В иных аспектах переклички между Дарвишем и Генделевым оказываются гораздо более очевидными. Оба представляют войну как сон, галлюцинацию, навязчивый бред, что само по себе ставит под сомнение свидетельскую, фактографическую природу их текстов. Дарвиш начинает повествование с воспоминания об утреннем сне, в котором ему слышался голос Тамар: «Неужели она действительно говорила со мной в предрассветный час или же это был бред, сон наяву?» У Генделева призрачный, бредовый характер войны также часто проявляется через мотив сна:
<…> Я встал запомнить этот сон
и понял где я сам <…>
(«Ночные маневры под Бейт-Джубрин»)
<…> и вот я снюсь себе живой и сильный
как снился бы чужому сыну
что я с лицом войны иду под небом темно-синим
через Сады Железных Апельсинов
в аллеях лунных ужаса и страха
в своем мундире драном <…>
(«Ораниенбаум»)
Нестабильность реальности вызывает у лирического субъекта сомнения в своем онтологическом статусе. Постоянный мотив у Дарвиша и Генделева — это поиск внешнего подтверждения собственного существования: «Я заснул, прослушав последнюю сводку новостей. Не сообщили, что я умер. Это значит, что я еще жив» (Дарвиш); «С войны возвращаются если живой значит и я возвратился домой» (Генделев). По словам М. Вайскопфа, парадоксальная попытка автора удостовериться в собственном существовании приводит к тому, что «герой Генделева как бы воссоздает себя, собирает, выстраивает по частям».[]6 Примером может послужить стихотворение «Война в саду»:
Взял череп в шлем
В ремни и пряжки челюсть
Язык
Взял
В рот <…>
Когда собственное тело «больше не кажется своим», Дарвиш также проводит инвентаризацию своих органов: «Я обследую части моего тела и нахожу, что всё на месте. Два глаза, два уха, длинный нос, десять пальцев внизу, десять наверху, один в середине».
Расчленение, фрагментация, ампутация — весьма привычные метафоры войны и насилия — как нельзя лучше подходят для описания повседневной жизни в осажденном Бейруте. Как члену израильского медицинского подразделения Генделеву регулярно приходилось оказывать помощь местным жертвам (а нередко и исполнителям) терактов. В этой перспективе жизнь в Бейруте предстает ему как гротескная мозаика искалеченных, оторванных, смещенных частей тела. После взрыва в кафе «Принц Уэльский» в глаза бросается «небритая голова в куфие», немыслимым образом оказавшаяся на подносе.
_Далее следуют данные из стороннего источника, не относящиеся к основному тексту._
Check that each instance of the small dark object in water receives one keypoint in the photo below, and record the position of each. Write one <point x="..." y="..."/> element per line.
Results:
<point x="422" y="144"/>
К армейскому медпосту приходят арабские юноши, потерявшие пальцы в результате взрыва самодельной гранаты, которую они мастерили «в нас же пулять». А «школьницы предместья улыбаются, заиньки, выбитыми резцами <…> это их ухажеры из ООП отметили изнасилованных, чтобы второй раз не пачкаться» («Путешествие»). По городу снуют крысы и кошки с кистями рук в зубах.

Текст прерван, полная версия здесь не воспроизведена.